Auréolées de ses succès et de ses applications pratiques, les lois électromagnétiques se sont imposées à la communauté scientifique. Le modèle dans lequel elles étaient définies a aussi rapidement été oublié. Tout en les utilisant, les scientifiques ont vite abandonné l’idée d’un fondement mécanique aux phénomènes électromagnétiques. Les lois de Marwell sont en fait devenues des principes à partir desquelles s’est développée la science moderne. Le même phénomène s’est produit avec la physique de Newton. Ses lois ont été abondamment utilisées alors que leurs fondements ont été vite oubliés. Leurs succès les ont validées au point qu’elles sont devenues des vérités allant de soi jusqu’au jour où la science vient ébranler nos certitudes




Cependant, dès le départ, les lois de Marwell ont posé une réelle difficulté aux scientifiques. Si les phénomènes électromagnétiques se propagent en effet sous forme d’onde, il faut bien un milieu qui porte et transmet ces ondes. Sans air, il n'y point de son ; sans étendue d'eau, point d'onde. Il faut nécessairement un médium qui transmet la propagation de l'onde. Nous retrouvons la fameuse idée de l’éther. Les lois de Marwell imposent donc l’existence de l’éther sans lequel les ondes électromagnétiques ne pourraient se propager. Or s’il existait, il comporterait des caractéristiques étranges. L’éther se comporterait en effet comme un milieu subtil qui remplirait tout l’espace et pourtant se comporterait comme s’il était absent. Des expériences sont montées pour le détecter mais en vain, elles échouent toutes.

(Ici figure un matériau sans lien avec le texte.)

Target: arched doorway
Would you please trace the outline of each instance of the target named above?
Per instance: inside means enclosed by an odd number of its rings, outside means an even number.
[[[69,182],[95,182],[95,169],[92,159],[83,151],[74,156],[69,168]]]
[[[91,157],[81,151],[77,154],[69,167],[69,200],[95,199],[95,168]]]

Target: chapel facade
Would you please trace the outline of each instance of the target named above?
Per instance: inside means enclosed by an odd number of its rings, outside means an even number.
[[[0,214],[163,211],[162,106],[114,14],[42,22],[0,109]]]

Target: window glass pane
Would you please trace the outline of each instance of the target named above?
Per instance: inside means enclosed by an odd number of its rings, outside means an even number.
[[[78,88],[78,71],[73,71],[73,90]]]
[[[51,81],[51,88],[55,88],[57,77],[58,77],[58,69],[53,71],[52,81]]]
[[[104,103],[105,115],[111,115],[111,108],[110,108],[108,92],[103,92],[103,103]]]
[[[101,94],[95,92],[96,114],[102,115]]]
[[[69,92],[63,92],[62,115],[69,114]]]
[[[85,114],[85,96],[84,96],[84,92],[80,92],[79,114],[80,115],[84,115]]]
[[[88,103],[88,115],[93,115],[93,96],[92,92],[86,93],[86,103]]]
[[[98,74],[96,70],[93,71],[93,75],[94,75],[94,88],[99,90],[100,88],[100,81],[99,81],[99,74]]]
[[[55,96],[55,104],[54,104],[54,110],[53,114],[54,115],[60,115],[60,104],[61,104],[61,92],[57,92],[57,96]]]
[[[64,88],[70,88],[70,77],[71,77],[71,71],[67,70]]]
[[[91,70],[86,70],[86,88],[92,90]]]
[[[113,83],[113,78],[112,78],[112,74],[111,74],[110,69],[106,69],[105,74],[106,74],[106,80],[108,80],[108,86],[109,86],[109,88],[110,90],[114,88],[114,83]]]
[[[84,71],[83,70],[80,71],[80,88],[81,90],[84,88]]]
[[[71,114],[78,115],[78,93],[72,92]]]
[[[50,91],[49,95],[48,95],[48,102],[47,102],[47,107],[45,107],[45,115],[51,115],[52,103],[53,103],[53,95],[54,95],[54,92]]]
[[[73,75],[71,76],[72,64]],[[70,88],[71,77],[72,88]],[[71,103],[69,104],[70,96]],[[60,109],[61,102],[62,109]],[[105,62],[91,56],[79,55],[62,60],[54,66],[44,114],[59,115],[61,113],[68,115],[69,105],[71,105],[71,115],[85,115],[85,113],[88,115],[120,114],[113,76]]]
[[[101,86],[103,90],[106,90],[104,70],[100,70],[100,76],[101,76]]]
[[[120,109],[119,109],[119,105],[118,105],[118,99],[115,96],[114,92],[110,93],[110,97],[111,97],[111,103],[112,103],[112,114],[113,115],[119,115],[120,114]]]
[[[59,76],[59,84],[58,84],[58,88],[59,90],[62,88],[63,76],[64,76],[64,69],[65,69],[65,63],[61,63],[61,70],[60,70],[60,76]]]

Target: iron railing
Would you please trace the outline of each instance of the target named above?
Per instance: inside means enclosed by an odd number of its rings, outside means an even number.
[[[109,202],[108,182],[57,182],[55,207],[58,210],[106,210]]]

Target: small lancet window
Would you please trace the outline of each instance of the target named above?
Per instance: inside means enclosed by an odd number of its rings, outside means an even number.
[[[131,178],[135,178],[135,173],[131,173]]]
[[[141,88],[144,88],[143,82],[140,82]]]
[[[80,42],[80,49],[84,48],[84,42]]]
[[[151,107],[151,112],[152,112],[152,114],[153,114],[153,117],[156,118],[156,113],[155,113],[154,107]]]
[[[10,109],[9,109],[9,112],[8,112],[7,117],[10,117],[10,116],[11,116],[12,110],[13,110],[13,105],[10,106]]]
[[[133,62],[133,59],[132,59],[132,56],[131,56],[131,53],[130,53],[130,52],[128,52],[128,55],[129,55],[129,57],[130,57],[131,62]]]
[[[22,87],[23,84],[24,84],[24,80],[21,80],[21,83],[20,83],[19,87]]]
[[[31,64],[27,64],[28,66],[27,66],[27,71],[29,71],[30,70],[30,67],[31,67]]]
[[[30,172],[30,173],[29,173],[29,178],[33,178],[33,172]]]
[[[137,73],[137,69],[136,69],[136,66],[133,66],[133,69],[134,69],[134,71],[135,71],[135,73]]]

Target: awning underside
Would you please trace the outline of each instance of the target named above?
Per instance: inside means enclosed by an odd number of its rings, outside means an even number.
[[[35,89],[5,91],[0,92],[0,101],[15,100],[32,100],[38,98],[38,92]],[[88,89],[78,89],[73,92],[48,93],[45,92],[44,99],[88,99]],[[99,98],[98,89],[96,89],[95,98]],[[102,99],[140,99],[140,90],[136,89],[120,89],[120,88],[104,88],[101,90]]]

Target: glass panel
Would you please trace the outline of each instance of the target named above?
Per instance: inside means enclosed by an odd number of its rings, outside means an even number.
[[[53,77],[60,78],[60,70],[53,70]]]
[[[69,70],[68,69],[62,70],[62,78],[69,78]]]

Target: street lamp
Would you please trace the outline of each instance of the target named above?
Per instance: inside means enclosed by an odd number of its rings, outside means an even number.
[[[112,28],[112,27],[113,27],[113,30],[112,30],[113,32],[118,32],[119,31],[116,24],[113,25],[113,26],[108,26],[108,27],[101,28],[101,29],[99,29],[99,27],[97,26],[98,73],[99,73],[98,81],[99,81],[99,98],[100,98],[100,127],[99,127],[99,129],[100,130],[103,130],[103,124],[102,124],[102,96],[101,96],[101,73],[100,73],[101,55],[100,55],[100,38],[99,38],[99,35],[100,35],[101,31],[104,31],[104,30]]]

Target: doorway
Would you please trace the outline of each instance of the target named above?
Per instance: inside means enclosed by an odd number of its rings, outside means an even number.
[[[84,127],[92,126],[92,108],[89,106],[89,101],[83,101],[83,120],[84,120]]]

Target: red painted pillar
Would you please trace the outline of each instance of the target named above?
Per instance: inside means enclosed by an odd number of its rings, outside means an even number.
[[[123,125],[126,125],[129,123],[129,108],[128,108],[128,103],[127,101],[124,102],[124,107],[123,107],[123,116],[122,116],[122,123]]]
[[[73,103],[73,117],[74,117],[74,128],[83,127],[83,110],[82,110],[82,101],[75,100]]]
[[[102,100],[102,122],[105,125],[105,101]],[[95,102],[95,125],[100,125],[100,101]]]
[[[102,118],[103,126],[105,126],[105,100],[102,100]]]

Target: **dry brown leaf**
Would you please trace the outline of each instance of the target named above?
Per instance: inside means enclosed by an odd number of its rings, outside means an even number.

Les lois de Maxwell posent aussi d’autres problèmes aux scientifiques. Elles s’opposent en effet à la théorie de la relativité définie par Galilée, le fondement même de la physique …

La théorie de la relativité de Galilée


Galilée (1564-1642)
Contrairement à ce que nous pensons naïvement, la notion de relativité n’est pas nouvelle. Elle a été formellement définie par Galilée u XVIIe siècle. Elle traduit ce que nous voyons dans notre vie quotidienne.

Depuis Galilée en effet, nous ne pouvons pas parler de mouvement sans référentiel, c’est-à-dire sans définir le point de vue à partir duquel nous observons un mouvement. Une personne assise dans un train est immobile par rapport au conducteur du train alors qu’elle file à des centaines de kilomètres à l’heure pour un observateur immobile sur le quai de la gare regardant passer le train. De même, ancrés sur la Terre, nous pouvons dire que l’univers tourne autour de la Terre alors que si nous sommes dans l’espace, nous observerons une autre réalité. Ce sont deux observations d’un même phénomène mais vu selon deux points de vue ou encore deux référentiels différents. La description d’un mouvement, c’est-à-dire son observation, dépend du référentiel dans lequel on l’observe. Tout mouvement est donc relatif. 

Définissons deux termes importants. Un mouvement est dit uniforme rectiligne lorsque sa vitesse est constante et sa trajectoire est une ligne droite. Un référentiel peut être en mouvement par rapport à un autre. deux référentiels sont dit inertiels s'ils sont en mouvement uniforme rectiligne l'un par rapport à l'autre.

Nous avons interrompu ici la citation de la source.